顾倾城只轻轻颔首,也没给他解释什么,遂道:“殿下可否伸手,再让倾城把把脉?”
那是拓跋余求之不得的事,怎会推辞。
顾倾城拿过车厢上一个软枕,把他的手放在软枕上。
刚想开始为他把脉,马车一个颠婆,顾倾城几乎落在拓跋余怀里。
顾倾城跌进拓跋余怀里那一瞬,拓跋余充满了惊喜。
顾倾城脸颊绯红,赶紧起来整衣坐好。
“车上把脉,还是不大方便。”顾倾城有些尴尬道。
“倾城,你总是将本王拒之门外,难道,本王真的令你如此生厌?”拓跋余郁郁寡欢的问。
“殿下,你想多了。”顾倾城淡然道。
“倾城,未来之事,瞬息万变,你我虽退了那娃娃亲,但本王可是说过,定以真心,让你心甘情愿做本王的王妃。”拓跋余又锲而不舍道。

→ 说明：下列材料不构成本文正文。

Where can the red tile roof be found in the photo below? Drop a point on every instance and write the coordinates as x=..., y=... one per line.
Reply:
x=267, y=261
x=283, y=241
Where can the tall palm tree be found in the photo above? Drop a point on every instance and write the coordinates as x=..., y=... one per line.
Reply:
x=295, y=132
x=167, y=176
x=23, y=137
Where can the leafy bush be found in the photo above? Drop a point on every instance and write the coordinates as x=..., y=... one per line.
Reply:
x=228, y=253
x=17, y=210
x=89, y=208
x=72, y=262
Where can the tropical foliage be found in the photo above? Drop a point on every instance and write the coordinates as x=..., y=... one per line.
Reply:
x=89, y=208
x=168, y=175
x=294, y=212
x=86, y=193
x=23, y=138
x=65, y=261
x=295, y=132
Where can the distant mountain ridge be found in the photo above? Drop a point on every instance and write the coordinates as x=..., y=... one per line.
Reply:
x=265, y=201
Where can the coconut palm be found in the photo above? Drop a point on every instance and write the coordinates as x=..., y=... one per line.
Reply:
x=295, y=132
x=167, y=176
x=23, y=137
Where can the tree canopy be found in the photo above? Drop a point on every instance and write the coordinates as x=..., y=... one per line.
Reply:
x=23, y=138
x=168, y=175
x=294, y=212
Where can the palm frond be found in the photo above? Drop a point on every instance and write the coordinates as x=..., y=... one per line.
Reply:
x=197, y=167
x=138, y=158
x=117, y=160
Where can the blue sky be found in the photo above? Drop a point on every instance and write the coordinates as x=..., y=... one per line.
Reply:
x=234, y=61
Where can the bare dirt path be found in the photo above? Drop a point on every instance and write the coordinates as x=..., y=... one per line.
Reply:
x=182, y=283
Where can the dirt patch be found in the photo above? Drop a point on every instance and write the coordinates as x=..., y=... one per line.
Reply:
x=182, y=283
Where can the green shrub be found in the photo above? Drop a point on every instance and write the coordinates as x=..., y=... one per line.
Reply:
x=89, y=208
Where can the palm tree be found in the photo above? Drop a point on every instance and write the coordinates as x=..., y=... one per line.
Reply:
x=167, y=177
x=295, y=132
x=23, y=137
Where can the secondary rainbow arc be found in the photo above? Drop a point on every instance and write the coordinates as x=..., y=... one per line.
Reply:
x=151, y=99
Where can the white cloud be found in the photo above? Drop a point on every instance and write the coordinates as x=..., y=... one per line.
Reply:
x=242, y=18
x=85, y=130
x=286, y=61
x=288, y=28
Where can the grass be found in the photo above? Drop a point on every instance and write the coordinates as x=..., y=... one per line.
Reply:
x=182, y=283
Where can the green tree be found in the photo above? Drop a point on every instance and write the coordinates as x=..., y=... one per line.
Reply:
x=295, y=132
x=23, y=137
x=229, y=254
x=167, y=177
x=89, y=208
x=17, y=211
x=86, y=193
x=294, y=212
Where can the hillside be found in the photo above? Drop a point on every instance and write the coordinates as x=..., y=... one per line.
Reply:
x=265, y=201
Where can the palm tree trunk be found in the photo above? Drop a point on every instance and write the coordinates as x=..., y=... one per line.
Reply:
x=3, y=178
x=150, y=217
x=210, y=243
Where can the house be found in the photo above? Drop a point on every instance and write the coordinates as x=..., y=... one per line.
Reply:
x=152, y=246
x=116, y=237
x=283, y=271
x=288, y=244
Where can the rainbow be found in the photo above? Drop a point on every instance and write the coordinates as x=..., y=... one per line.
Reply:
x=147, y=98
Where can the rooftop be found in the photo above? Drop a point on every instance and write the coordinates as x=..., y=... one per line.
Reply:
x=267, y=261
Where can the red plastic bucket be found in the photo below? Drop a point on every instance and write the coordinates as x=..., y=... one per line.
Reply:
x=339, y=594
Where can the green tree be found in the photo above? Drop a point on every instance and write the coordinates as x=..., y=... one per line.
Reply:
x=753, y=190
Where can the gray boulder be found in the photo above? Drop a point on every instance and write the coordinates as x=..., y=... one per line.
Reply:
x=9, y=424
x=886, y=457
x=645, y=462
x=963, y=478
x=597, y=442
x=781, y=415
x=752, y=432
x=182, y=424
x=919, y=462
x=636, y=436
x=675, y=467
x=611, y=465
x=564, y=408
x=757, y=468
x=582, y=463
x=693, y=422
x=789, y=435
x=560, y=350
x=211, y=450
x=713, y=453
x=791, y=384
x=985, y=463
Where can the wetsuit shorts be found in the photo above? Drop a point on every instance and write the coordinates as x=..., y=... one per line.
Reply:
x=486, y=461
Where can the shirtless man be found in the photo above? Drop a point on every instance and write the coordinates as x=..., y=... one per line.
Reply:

顾倾城想着与拓跋那个相同的梦,九重天宫阙那个痴情十万载的云螭三皇子。
若真的有前生,一切的梦,都是曾经的记忆,面前这个南安王殿下,就是九重天那个痴情的云螭三太子。
她又想到前晚拓跋那个荒唐的梦,他竟梦见自己和拓跋余有了个孩子。
虽然,那是个虚无飘渺的噩梦。
但自己还是尽量和拓跋余保持距离的好。
顾倾城委婉道:“殿下,倾城并非殿下想象中那么好,这世间上好女子有很多,只要殿下多看看,肯定能找到适合殿下的意中人。”
“本王情有所归,倾城是世间上独一无二的。这世间上,除了倾城,再无人可替代。”拓跋余笃定道。
“世上不只有倾城一人,比如缇娜姐姐,她就与殿下有青梅竹马之情。姐姐难得回来,殿下应该好好把握机会,或者可以再续前缘。”顾倾城耐心道。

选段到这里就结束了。